Illinois Rocstar has begun a new DOE Phase I SBIR entitled, “The Chemlab Chemistry and Materials Science Lifecycle Data Repository.” The Chemlab project is designed to provide a place for scientists and engineers not only to archive and document their simulation datasets, including provenance information and, at times, output data (or detailed information about the generation of the output data) but to present a location to find datasets again later.
There are many sources for chemical and materials data available on the web, some of which are commercial, while others are freely available. Many universities have pages dedicated to helping their students and researchers find databases that can be accessed through their university library subscriptions (e.g., University of Illinois, MIT, etc.).
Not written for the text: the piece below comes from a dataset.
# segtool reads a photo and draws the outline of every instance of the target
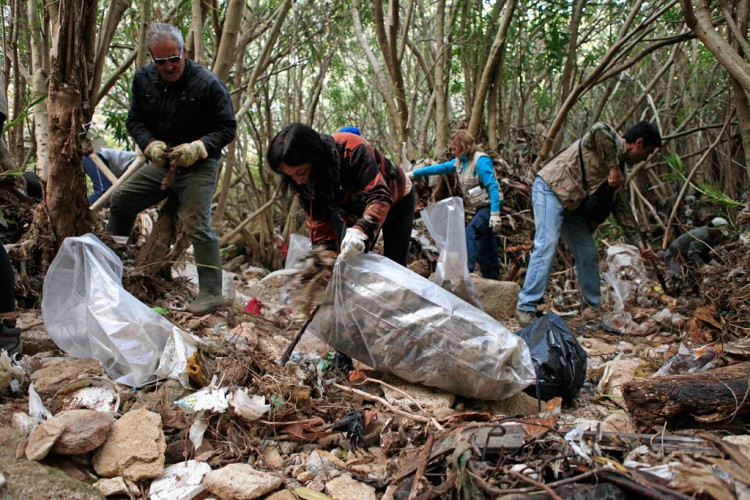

There are even data repositories available for some disciplines. There is no shortage of sources for data, albeit it can still be difficult to find what is needed, especially for highly-specific or otherwise unusual compounds and/or materials. The Chemlab project does not aim to be another chemistry/materials database project, although it is our intent to help researchers locate other databases, but rather stems from previous work Illinois Rocstar has performed in the area of Simulation Lifecycle Management. Scientists and engineers performing chemistry and materials-oriented M&S certainly have the need to find appropriate data for their simulation activities, but another important facet of M&S that is rarely addressed is the so-called “dataset lifecycle” for the simulation datasets and results themselves, as illustrated in the figure below: birth→document→use→archive→search→reuse.
From a community perspective, a place to share data (when appropriate) is paramount. Other researchers with permission will be able to find and use the datasets, which in turn facilitates collaboration and reuse of data. Our vision is to have a publicly available version of Chemlab freely available on the web for researchers with the option to allow their data/datasets to be made public. By implementing a multisite search capability, we intend to allow private organizations to keep their data private while maintaining the ability to search the public instance seamlessly.